The antiproliferative effect of human recombinant interferon alpha, beta and gamma was studied in vitro in combination. Growth of human gastric cancer cell lines and a pancreatic cancer cell line was inhibited markedly by combination of interferons beta and gamma or a combination of all three interferon types. Combination of low-dose interferons (50-100 units/ml) was more effective than a high dose of single interferon. Moreover, human pancreatic cancer cells were completely eliminated after incubation with 5-fluorouracil (0.001 microgram/ml) or methotrexate (0.1 microgram/ml) combined with interferons beta and gamma (50 units/ml each).
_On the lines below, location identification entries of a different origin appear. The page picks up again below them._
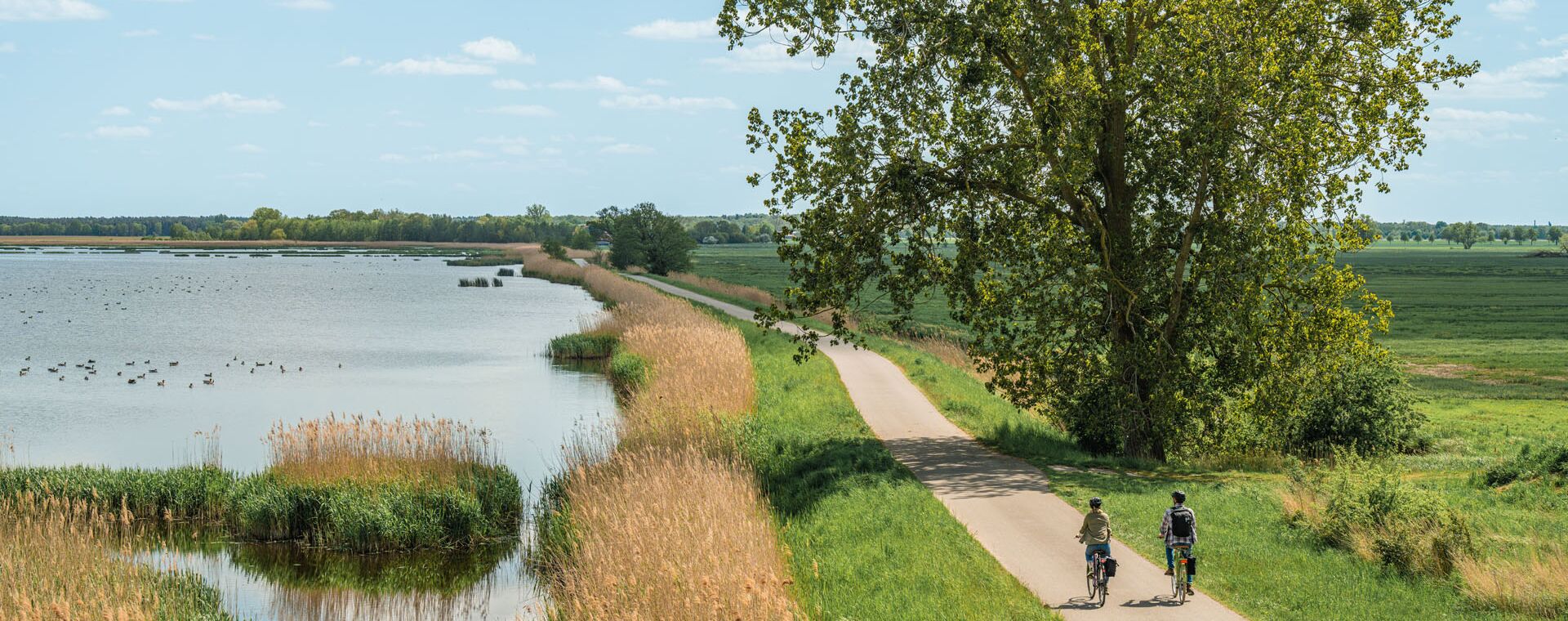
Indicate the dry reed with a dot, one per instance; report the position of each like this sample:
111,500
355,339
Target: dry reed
670,525
1521,585
671,535
65,559
373,449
These results suggested that combination of interferons beta and gamma could be the most effective interferon therapy for cancer.     
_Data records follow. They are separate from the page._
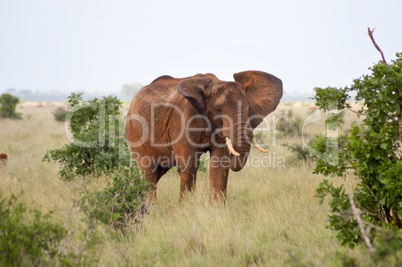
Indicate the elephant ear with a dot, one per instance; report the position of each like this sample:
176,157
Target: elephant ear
193,90
264,92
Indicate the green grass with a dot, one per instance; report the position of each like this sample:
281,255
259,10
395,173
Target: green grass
271,217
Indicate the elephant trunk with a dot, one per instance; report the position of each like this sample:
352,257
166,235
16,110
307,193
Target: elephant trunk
242,139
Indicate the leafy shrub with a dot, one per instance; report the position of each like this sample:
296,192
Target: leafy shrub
289,125
99,143
371,152
8,104
29,238
302,153
122,203
60,114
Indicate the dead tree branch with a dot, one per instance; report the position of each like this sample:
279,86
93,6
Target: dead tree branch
370,32
357,216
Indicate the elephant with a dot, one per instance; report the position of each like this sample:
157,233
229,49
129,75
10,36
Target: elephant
173,121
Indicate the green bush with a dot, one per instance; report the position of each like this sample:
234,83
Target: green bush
99,143
371,153
289,125
121,204
29,238
8,104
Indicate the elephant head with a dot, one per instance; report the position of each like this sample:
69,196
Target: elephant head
234,108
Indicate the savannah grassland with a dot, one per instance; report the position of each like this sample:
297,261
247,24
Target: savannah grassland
271,218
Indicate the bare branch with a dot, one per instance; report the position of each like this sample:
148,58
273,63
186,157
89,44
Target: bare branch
357,216
370,32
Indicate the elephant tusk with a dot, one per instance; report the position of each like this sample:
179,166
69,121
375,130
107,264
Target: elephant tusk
230,147
259,147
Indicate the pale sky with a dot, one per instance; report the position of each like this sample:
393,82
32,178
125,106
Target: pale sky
95,45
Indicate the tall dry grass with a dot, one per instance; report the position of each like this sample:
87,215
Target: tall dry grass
271,217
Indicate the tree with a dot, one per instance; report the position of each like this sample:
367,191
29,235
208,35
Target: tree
99,143
8,104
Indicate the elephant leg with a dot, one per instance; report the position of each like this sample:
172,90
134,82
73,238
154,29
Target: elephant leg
219,172
187,167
Effects of recombinant human interferon-alpha, beta and gamma on the antiproliferative activity of cytarabine in K562 human myeloid leukemia clonogenic cells.
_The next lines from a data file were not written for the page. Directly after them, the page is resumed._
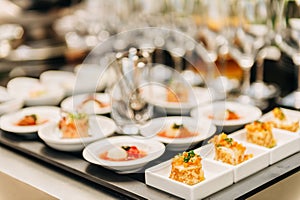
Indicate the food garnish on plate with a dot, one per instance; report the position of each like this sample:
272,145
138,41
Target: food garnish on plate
30,120
229,151
74,125
177,92
176,131
187,168
91,101
225,115
260,133
37,93
281,121
123,153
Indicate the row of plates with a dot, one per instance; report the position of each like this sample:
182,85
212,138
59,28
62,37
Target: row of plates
219,175
199,123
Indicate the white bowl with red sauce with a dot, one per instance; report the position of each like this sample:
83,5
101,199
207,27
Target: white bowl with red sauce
195,131
216,113
96,153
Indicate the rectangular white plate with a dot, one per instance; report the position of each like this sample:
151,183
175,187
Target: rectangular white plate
217,177
288,143
292,115
259,161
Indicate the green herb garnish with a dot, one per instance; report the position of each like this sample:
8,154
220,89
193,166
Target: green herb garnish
190,155
177,126
77,115
34,116
126,148
229,140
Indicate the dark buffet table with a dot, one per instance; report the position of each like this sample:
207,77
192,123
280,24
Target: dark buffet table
132,186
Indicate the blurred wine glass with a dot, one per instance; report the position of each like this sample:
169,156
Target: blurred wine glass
129,108
288,39
248,38
260,90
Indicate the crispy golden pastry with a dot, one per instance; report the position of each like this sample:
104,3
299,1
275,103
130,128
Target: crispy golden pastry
229,151
74,125
282,122
187,168
260,133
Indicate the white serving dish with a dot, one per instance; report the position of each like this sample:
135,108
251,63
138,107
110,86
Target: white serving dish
204,127
197,96
247,113
153,148
291,115
287,144
91,78
8,103
73,103
259,160
99,127
25,87
217,177
48,113
63,79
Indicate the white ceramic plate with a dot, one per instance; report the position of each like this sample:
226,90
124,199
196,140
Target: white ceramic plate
74,103
247,114
259,160
156,95
153,149
216,176
99,127
291,115
287,144
61,78
34,93
204,127
7,103
47,113
91,78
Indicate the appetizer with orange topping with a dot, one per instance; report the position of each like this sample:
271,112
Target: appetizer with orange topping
123,153
177,92
229,151
282,122
225,115
91,102
74,125
30,120
187,168
176,131
260,133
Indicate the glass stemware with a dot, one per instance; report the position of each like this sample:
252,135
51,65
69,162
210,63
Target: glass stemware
259,90
288,39
248,38
129,108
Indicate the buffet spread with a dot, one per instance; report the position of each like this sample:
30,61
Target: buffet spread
211,149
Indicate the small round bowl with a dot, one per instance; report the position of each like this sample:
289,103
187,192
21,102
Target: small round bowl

The effects of recombinant human interferon-alpha, beta and gamma (IFN) on the antiproliferative activity of cytarabine (ara-C) in K562 human myeloid leukemia clonogenic cells were studied in an agar capillary microassay. The addition of IFN-alpha did not affect the antiproliferative activity of ara-C in K562 cultures treated with low concentrations of ara-C: 10-50 nM, whereas in those treated with high concentrations of ara-C: 100-500 nM, IFN-alpha significantly reduced the antiproliferative activity of ara-C. The addition of 3 x 10(4) U/ml IFN-alpha to ara-C-treated K562 cultures increased the IC50 of ara-C on day 5 from 102 to 214 nM, i.e. ara-C+IFN-alpha was about twofold less potent than ara-C alone. Low concentrations of IFN-beta and IFN-gamma did not affect the antiproliferative activity of ara-C on K562 colonies, but high concentrations of these two interferons reduced the antiproliferative activity of ara-C. The addition of 4 x 10(3) U/ml IFN-beta or 10(4) U/ml IFN-gamma increased the IC50 of ara-C on day 5 to 304 nM or to 316 nM, respectively, i.e. ara-C+IFN-beta or IFN-gamma was about threefold less potent than ara-C alone. The significant reduction of the desired antiproliferative activity of ara-C by the three interferons was reproduced in liquid suspension cultures of K562 cells on day 4 in the following order: IFN-gamma greater than IFN-beta greater than IFN-alpha. The present negative interactions of the three interferons with ara-C particularly at high concentrations, may caution against the clinical use of the combination of ara-C and interferon in the treatment of myeloid leukemia patients.